TL;DR
This paper proposes a clinically interpretable pipeline for cardiovascular disease classification from cardiac CT images, using radiomic and geometric features derived from segmentation and registration, achieving higher accuracy than raw data methods.
Contribution
The work introduces a three-component pipeline that combines segmentation, registration, and feature extraction for improved, interpretable CVD classification from CT images.
Findings
Achieved 87.50% accuracy on the ASOCA dataset.
Outperformed raw image classification with 67.50% accuracy.

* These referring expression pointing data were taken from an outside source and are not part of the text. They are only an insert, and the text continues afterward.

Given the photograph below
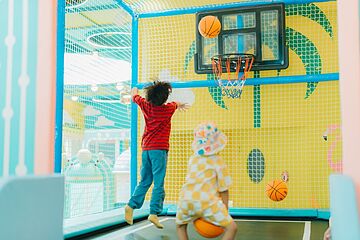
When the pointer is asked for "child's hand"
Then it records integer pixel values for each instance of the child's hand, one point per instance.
(134, 91)
(183, 106)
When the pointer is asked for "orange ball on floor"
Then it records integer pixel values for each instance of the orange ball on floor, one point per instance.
(207, 229)
(277, 190)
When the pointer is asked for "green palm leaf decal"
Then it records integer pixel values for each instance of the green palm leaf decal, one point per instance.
(308, 54)
(312, 12)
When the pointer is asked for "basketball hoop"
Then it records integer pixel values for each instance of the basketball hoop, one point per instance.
(240, 64)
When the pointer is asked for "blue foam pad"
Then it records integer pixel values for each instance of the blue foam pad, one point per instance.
(32, 207)
(343, 209)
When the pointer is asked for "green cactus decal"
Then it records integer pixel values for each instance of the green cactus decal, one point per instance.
(308, 54)
(315, 14)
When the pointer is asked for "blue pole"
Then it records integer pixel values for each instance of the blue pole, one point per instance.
(134, 109)
(259, 81)
(173, 12)
(60, 51)
(126, 7)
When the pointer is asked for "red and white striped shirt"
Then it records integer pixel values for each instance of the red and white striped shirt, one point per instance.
(157, 123)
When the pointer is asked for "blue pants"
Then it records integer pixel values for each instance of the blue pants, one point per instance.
(153, 169)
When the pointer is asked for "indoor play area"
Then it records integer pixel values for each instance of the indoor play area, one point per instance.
(278, 77)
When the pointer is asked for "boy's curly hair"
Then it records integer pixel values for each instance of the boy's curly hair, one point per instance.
(158, 92)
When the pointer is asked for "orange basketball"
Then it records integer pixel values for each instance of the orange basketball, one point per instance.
(207, 229)
(209, 26)
(276, 190)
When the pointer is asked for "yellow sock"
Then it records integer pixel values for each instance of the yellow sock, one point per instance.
(129, 214)
(155, 220)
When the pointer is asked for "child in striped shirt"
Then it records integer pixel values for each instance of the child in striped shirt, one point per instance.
(155, 147)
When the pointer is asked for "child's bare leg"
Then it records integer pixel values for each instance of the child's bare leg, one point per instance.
(230, 231)
(182, 232)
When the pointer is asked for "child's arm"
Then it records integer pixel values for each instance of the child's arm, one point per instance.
(134, 92)
(137, 98)
(225, 198)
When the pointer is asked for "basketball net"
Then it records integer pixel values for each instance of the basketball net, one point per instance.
(241, 64)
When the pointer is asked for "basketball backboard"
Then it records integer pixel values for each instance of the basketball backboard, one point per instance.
(257, 30)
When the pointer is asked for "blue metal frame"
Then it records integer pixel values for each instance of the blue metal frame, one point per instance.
(174, 12)
(60, 51)
(259, 81)
(134, 109)
(126, 7)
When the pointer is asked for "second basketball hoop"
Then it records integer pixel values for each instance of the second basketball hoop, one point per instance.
(237, 66)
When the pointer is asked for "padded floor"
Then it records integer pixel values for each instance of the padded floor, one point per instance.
(247, 229)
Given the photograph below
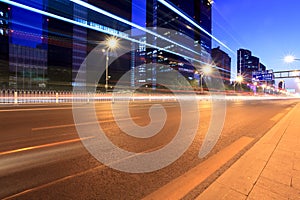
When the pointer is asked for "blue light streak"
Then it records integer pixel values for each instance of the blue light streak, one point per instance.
(99, 10)
(123, 36)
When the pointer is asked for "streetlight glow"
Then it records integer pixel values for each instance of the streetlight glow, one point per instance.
(207, 69)
(112, 43)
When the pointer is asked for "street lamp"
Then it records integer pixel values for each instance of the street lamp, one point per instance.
(111, 43)
(205, 70)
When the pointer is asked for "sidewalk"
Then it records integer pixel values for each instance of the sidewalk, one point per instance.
(269, 170)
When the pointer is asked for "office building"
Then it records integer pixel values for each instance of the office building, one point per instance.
(223, 62)
(38, 50)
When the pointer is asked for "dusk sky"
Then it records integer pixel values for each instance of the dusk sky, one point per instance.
(268, 28)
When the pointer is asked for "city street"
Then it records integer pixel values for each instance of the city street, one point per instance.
(42, 156)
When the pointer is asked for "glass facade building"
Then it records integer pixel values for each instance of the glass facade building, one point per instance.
(44, 42)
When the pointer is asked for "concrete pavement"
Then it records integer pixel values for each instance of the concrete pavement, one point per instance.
(269, 170)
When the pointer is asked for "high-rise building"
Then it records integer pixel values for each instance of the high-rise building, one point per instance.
(66, 44)
(246, 64)
(4, 45)
(223, 61)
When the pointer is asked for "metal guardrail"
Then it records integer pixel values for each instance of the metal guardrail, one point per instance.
(31, 97)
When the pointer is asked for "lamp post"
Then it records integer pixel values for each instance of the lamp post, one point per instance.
(111, 43)
(205, 70)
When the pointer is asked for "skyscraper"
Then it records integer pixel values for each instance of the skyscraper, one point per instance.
(4, 44)
(223, 61)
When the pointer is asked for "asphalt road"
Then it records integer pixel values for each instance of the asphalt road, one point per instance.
(42, 156)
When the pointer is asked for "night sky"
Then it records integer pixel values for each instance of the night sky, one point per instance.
(268, 28)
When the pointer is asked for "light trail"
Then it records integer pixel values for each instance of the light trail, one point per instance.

Utilized radiomic and deformation features for better interpretability.
Abstract
Automatic detection and classification of Cardiovascular disease (CVD) from Computed Tomography (CT) images play an important part in facilitating better-informed clinical decisions. However, most of the recent deep learning based methods either directly work on raw CT data or utilize it in pair with anatomical cardiac structure segmentation by training an end-to-end classifier. As such, these approaches become much more difficult to interpret from a clinical perspective. To address this challenge, in this work, we break down the CVD classification pipeline into three components: (i) image segmentation, (ii) image registration, and (iii) downstream CVD classification. Specifically, we utilize the Atlas-ISTN framework and recent segmentation foundational models to generate anatomical structure segmentation and a normative healthy atlas. These are further utilized to extract clinically…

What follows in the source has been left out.